I wish I could walk up to every man, telling them how wonderful it will be, if ‘only’ they could live without getting attached.
I wish I could also walk up to every woman, telling them all the awesome feelings, explaining to them all the emotional off-loads they’re going to feel, only if they could live their lives, without getting attached to anything. But just the fuck it is, it seem it’s an unreachable dream.
Many has been said about love. But (I feel) something has never been cleared – ability to describe your feelings without getting hung up.
If a serious relationship is what you want, and you’re more than happy to stay with one person for the rest of your life – so be it. But don’t ever condemned those who think it’s not a better idea (at least for them) even when the reality is just that; they’re running from something.
I respect every woman’s feelings. But that is the least I could do. I can never go as far as to changing myself just because of them. Unless the change comes from within.

That’s it. Is either you’re also playing the game or you’re being played. Either you want it or not.

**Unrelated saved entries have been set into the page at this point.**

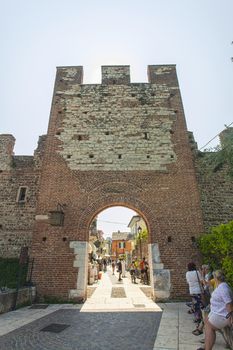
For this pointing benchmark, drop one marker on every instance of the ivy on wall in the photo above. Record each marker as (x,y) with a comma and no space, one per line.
(217,249)
(220,156)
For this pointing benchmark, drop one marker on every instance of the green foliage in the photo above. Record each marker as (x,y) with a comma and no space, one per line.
(218,157)
(217,249)
(9,270)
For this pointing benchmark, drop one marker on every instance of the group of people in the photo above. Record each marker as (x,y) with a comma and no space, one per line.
(138,269)
(212,315)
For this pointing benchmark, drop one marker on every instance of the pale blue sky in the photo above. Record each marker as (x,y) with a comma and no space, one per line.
(37,36)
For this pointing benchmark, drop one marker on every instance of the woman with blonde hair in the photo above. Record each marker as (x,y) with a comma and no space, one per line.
(221,310)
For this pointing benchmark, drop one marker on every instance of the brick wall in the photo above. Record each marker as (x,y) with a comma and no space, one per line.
(110,144)
(215,185)
(16,217)
(90,126)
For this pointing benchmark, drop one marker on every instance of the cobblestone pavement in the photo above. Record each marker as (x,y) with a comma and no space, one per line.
(102,322)
(87,331)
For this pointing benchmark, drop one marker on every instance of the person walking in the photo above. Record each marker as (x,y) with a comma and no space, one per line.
(193,278)
(113,267)
(119,265)
(221,310)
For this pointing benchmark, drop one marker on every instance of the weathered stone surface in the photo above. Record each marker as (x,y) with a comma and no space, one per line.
(115,143)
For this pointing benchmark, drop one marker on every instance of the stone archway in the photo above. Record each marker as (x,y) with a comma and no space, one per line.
(160,277)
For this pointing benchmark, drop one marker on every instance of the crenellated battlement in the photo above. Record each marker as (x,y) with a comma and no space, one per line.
(118,75)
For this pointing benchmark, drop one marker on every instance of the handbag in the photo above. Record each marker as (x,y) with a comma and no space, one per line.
(205,294)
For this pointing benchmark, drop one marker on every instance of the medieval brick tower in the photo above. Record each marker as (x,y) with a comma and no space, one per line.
(108,144)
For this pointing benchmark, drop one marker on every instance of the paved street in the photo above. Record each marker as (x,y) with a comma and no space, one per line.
(121,319)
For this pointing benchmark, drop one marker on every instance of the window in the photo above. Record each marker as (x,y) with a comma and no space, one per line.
(121,245)
(22,192)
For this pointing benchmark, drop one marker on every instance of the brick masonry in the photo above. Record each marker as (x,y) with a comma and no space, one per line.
(115,143)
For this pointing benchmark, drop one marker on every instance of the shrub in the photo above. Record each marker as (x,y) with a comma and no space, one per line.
(217,249)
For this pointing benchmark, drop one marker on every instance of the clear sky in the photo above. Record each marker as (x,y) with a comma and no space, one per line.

Has anyone ever tells you to be honest with women? Has they ever tells you to never hide your feelings for them? Great! Then what did you gained? I doubt you’re heartbroken by now. As in, you didn’t find your dream girl.
Shame on you.
But wait? Those who tell you how to relate with women. How to talk to them. How to take them to first-date and second-date didn’t necessarily made a mistake. In fact, they’ve actually done a great job. But the problem is: are you combining ‘wisdom’ with your honesty? Ain’t women using you? Or let just say… Were you being fucked!
Remember those time when you’re being honest as fuck? Where you believe because you don’t ever manipulate anybody and that you’re transparent like no ever, that all because of that women should treat you with respect, that they should be loyal to you, cherish you and go over-the-moon just to celebrate how awesomely good you are, and that nobody should lie to you because after all you never lie to anyone? You remember? Great! How many of that moment really turned out just the way you want? (I doubt any!)
Now let look at it this way. Let assume you’re really an honest person. And in fact you treat everyone with your ultimate respect. But instead of being naive all because of honesty, you choose to remain smart. Although you’re honest as fuck, but you never doubt the fact that people can hurt you. You never fall asleep on the assumption of: as much as am being honest with people then people will never lie to me! But instead, you remain vigilant at all cost. You put everything in a perspective of: “Look! Just because you’re honest with people it doesn’t mean they wouldn’t be dishonest with you. In fact, people have the tendency of hurting you better because they knew you were an honest man and you wouldn’t fight back.”
“Having an honest mind is great but together with being smart is better!”
You need to be incredibly awesome (at anything you do). You need to understand that, loving women is an honest to God practice and that you should cherish them with all your might but you must also remember that, they could fuck you real hard.
If being honest is the only thing you have up your sleeve then be ready for a difficult journey. Not only women, almost everyone in your circle will fuck you hard.
But to avoid all these uselessness:

Once people knew that you can’t deflect the truth from being lie to then that will be a great tools to be used against you. You’ll be there smiling like a silicone – believing everything you’re being told – when in reality, you’re been fed with a bunch of lie. And you won’t know. Not really, because you trust the way too much. You think because you didn’t lie to people then no one will lie to you. And you continue living your life as such. You’ve forgotten that the best way to manipulate someone is to appeal to their best side of character, what they’re good at.
So instead of just accepting people just the way they are. Check out if what they are is really worth it. Because being with a manipulative (partner or lover or whatever the fuck that someone may be) bag of shit won’t actually help you in reaching your goals. Instead, they’ll be more than happy to drain you.
And for the sake of this article (although I don’t know if the title actually aligned with what I write but anyway let just roll with it *cough* – *cough*) never take advice from anyone you think ain’t worth shit.
Be honest and be caring all you want- but never forget that people can still manipulate you together with your honesty. Hell, that’s what they want anyway. Yeah, your honesty! So be very careful and vigilant with anything you do.
For this case, love women, cherish them, protect them. But never forget the fact that: they could fuck you real hard.